Hintergrund: wir erwägen, mittelfristig mein Elternhaus in der Steiermark zu übernehmen und zu renovieren. Ich möchte aber, bevor ich mich überhaupt auf eine große Investition einlasse, soviel Rechtssicherheit wie möglich haben, alles 100% "sauber" haben und überhaupt selbst die Rechtslage ausreichend verstehen; deshalb habe ich mich mit dem Steiermärkischen Baugesetz und der dazugehörigen Judikatur näher beschäftigt.

Das Haus wurde bereits vor dem Zweiten Weltkrieg gebaut und in den Jahrzehnten danach öfters größer und kleiner saniert, in den 80er Jahren auch mit einem größeren Zubau versehen.

Ich gehe zwar prinzipiell davon aus, dass in meiner Familie immer alles baurechtlich ordentlich gemacht wurde, aber die Hand ins Feuer legen kann ich zwei, drei Generationen später auch nicht wirklich, zumal ich sowohl juristisch als auch bautechnisch Laie bin. Ich habe aber mit Erstaunen gelesen, dass in Österreich gerade "kleinere" Schwarzbauten wie nicht bewilligte Dachbodenausbauten o.ä. quasi an der Tagesordnung stehen oder zumindest früher standen.

Nun frage ich mich, ob diese Thematik mich aufgrund des § 40 Stmk.

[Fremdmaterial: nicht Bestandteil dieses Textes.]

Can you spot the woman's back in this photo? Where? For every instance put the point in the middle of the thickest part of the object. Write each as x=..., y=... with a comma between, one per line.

BauG überhaupt wirklich gefährden könnte. Es heißt immer, dass Schwarzbauten in Österreich nie verjähren. Aber wie anders als eine Verjährung könnte man das interpretieren, was dort im Gesetz steht?

§ 40 (1): "Bestehende bauliche Anlagen und Feuerstätten, für die eine Baubewilligung zum Zeitpunkt ihrer Errichtung erforderlich gewesen ist und diese nicht nachgewiesen werden kann, gelten als rechtmäßig, wenn sie vor dem 1. Jänner 1969 errichtet wurden."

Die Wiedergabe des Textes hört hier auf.